Kemudian diikuti oleh jenis SKM Full Flavour (FF) yang turun menjadi hanya terjual 35,8 miliar batang dibandingkan dengan 38,3 miliar batang pada periode yang sama tahun lalu.
Kendati demikian, volume penjualan rokok jenis sigaret kretek tangan (SKT) mengalami kenaikan menjadi sebesar 4,5 miliar batang pada paruh pertama tahun ini dibandingkan dengan 4,2 miliar batang pada periode yang sama tahun lalu.
Di sisi lain, perseroan berhasil membukukan kenaikan pendapatan 1,7 persen yoy pada semester I/2020 menjadi sebesar Rp53,65 triliun. Namun, dengan naiknya beban cukai yang tidak sebanding dengan volume penjualan, maka GGRM masih membukukan penurunan laba.
Adapun, laba yang dapat diatribusikan kepada pemilik entitas induk tergerus 10,75 persen secara tahunan menjadi Rp3,82 triliun pada paruh pertama tahun ini.
Sementara itu, sejumlah analis masih mempertahankan rekomendasi terhadap saham GGRM meskipun kinerja perseroan ke depan diproyeksi mengalami banyak tekanan.
Berdasarkan konsesus Bloomberg, sebanyak 26 analis merekomendasikan buy terhadap GGRM, 3 saham hold, sedangkan 4 saham lainnya berada di posisi sold. Adapun, pada perdagangan Senin (24/8/2020), GGRM parkir di level Rp52.725 turun 2,68 persen.
Analis Sinarmas Sekuritas Andrianto Saputra mempertahankan rekomendasi buy GGRM dengan target harga Rp66.300, seiring dengan positioning kuat perseroan di pangsa pasar SKM HT di dalam negeri.

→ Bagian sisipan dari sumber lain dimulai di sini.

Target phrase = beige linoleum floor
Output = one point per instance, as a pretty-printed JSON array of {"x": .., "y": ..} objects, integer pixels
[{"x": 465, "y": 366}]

“Selain itu, penyederhanaan pajak cukai (PMK 77/2020 baru) dapat memberikan dampak positif pada GGRM karena selisih harga antara pemain tier 1 dan 2 dapat menyempit,” tulis Andrianto seperti dikutip dari publikasi risetnya, Senin (24/8/2020).
Selain itu, Kepala Riset Kresna Sekuritas Robertus Yanuar Hardy menaikkan target price GGRM menjadi sebesar Rp57.800 seiring dengan potensi pembagian dividen interim oleh perseroan.
“Proyeksi dividen GGRM sebesar Rp2600 per saham yang diharapkan diumumkan pada RUPST berikutnya dan GGRM tengah diperdagangkan hanya dengan 5,2 persen dari potensi hasil dividen dan 12,0 / 11,7x dari rasio P/E-nya,” ujar Robertus seperti dikutip dari publikasi risetnya, Senin (24/8/2020).